Ingestion Pipeline (m1nd-ingest)
m1nd-ingest transforms codebases and structured documents into the property graph consumed by m1nd-core. It handles file discovery, language-specific code extraction, cross-file reference resolution, incremental diff computation, and memory/markdown ingestion.
Source: m1nd-ingest/src/
Module Map
| Module | Purpose |
|---|---|
lib.rs | Ingestor pipeline, IngestAdapter trait, config, stats |
walker.rs | DirectoryWalker, binary detection, git enrichment |
extract/mod.rs | Extractor trait, comment stripping, CommentSyntax |
extract/python.rs | Python: classes, functions, decorators, imports |
extract/typescript.rs | TypeScript/JS: classes, functions, interfaces, imports |
extract/rust_lang.rs | Rust: structs, enums, impls, traits, functions, mods |
extract/go.rs | Go: structs, interfaces, functions, packages |
extract/java.rs | Java: classes, interfaces, methods, packages |
extract/generic.rs | Fallback: file-level node with tag extraction |
resolve.rs | ReferenceResolver, proximity disambiguation |
cargo_workspace.rs | Cargo workspace/crate/dependency enrichment for Rust repos |
cross_file.rs | Python-weighted cross-file enrichment (imports, tests, registers) |
diff.rs | GraphDiff for incremental updates |
json_adapter.rs | Generic JSON-to-graph adapter |
memory_adapter.rs | Markdown/memory document adapter |
canonical.rs | Canonical document substrate used by the universal lane |
merge.rs | Graph merge utilities |
patent_adapter.rs | USPTO/EPO patent XML ingestion |
jats_adapter.rs | PubMed/JATS scientific article XML ingestion |
bibtex_adapter.rs | BibTeX bibliography file ingestion |
rfc_adapter.rs | IETF RFC XML v3 ingestion |
crossref_adapter.rs | CrossRef API JSON (DOI metadata) ingestion |
document_router.rs | Auto-detect document format and route to correct adapter |
universal_adapter.rs | Best-effort document canonicalization, provider routing, and graphification |
cross_domain.rs | Cross-domain edge resolution (DOI, ORCID, keyword bridges) |
Pipeline Overview
flowchart TD
subgraph "Phase 1: Walk"
DIR["Directory Root"]
WALK["DirectoryWalker<br/>walkdir + skip rules"]

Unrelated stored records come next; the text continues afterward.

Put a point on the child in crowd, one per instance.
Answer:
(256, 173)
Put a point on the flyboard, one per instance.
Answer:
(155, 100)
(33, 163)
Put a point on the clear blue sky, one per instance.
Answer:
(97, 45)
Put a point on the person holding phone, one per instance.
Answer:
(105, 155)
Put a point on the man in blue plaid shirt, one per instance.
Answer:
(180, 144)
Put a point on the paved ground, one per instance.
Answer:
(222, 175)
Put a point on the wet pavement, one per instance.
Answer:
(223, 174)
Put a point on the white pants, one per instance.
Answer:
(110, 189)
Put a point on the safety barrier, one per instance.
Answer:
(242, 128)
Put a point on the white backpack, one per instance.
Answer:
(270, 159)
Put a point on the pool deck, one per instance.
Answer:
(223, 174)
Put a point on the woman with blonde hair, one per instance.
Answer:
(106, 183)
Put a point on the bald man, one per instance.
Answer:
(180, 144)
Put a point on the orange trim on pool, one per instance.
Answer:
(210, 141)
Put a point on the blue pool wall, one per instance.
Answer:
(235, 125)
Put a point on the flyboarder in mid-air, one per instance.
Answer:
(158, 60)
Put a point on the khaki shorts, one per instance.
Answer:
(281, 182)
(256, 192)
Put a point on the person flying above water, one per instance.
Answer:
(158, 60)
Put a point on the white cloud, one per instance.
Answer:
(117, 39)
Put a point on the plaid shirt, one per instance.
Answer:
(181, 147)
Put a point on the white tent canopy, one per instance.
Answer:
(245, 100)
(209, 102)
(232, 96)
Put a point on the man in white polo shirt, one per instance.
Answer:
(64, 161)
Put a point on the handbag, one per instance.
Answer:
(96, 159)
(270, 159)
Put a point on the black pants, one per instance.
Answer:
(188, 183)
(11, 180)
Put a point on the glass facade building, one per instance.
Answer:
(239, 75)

BIN["Binary Detection<br/>NUL in first 8KB"]
GIT["Git Enrichment<br/>commit counts + timestamps"]
FILES["DiscoveredFile[]"]
end
subgraph "Phase 2: Extract (parallel)"
RAYON["rayon::par_iter"]
PY["PythonExtractor"]
TS["TypeScriptExtractor"]
RS["RustExtractor"]
GO["GoExtractor"]
JAVA["JavaExtractor"]
GEN["GenericExtractor"]
RESULTS["ExtractionResult[]"]
end
subgraph "Phase 3: Build Graph"
NODES["Add all nodes<br/>with provenance + timestamps"]
EDGES["Add resolved edges<br/>with causal strengths"]

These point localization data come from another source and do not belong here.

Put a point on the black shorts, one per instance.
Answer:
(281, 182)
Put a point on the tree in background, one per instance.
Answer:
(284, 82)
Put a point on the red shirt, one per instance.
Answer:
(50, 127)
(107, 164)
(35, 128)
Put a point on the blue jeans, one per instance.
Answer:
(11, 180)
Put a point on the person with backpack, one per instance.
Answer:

CAUSAL["Causal strength assignment<br/>contains=0.8, imports=0.6, etc."]
end
subgraph "Phase 4: Resolve + Enrich"
REFS["ReferenceResolver<br/>ref:: → actual nodes"]
PROX["Proximity Disambiguation<br/>same file > same dir > same project"]

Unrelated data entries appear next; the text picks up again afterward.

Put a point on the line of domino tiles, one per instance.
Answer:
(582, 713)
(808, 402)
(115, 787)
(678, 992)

HINTS["Import Hints<br/>module path → target preference"]
CARGO["Cargo Workspace<br/>workspace/crate/dependency graph"]
XFILE["Cross-File Enrichment<br/>currently strongest for Python"]
end
subgraph "Phase 5: Finalize"
CSR["Build CSR<br/>sort edges, compact arrays"]
BIDIR["Expand Bidirectional<br/>contains, implements"]
REV["Build Reverse CSR"]
PR["PageRank<br/>power iteration"]
end
DIR --> WALK --> BIN --> GIT --> FILES
FILES --> RAYON
RAYON --> PY & TS & RS & GO & JAVA & GEN
PY & TS & RS & GO & JAVA & GEN --> RESULTS
RESULTS --> NODES --> EDGES --> CAUSAL
CAUSAL --> REFS --> PROX
PROX --> HINTS --> CARGO --> XFILE
XFILE --> CSR --> BIDIR --> REV --> PR
Phase 1: Directory Walking
DirectoryWalker uses the walkdir crate to traverse the filesystem. It applies skip rules, detects binary files, and enriches results with git metadata.
Skip Rules
Default skip directories (configured via IngestConfig):
#![allow(unused)]
fn main() {
skip_dirs: vec![
".git", "node_modules", "__pycache__", ".venv",
"target", "dist", "build", ".next", "vendor",
],
skip_files: vec![
"package-lock.json", "yarn.lock", "Cargo.lock", "poetry.lock",
],
}
Hidden directories (starting with .) are skipped unless they are the root. Symlinks are not followed.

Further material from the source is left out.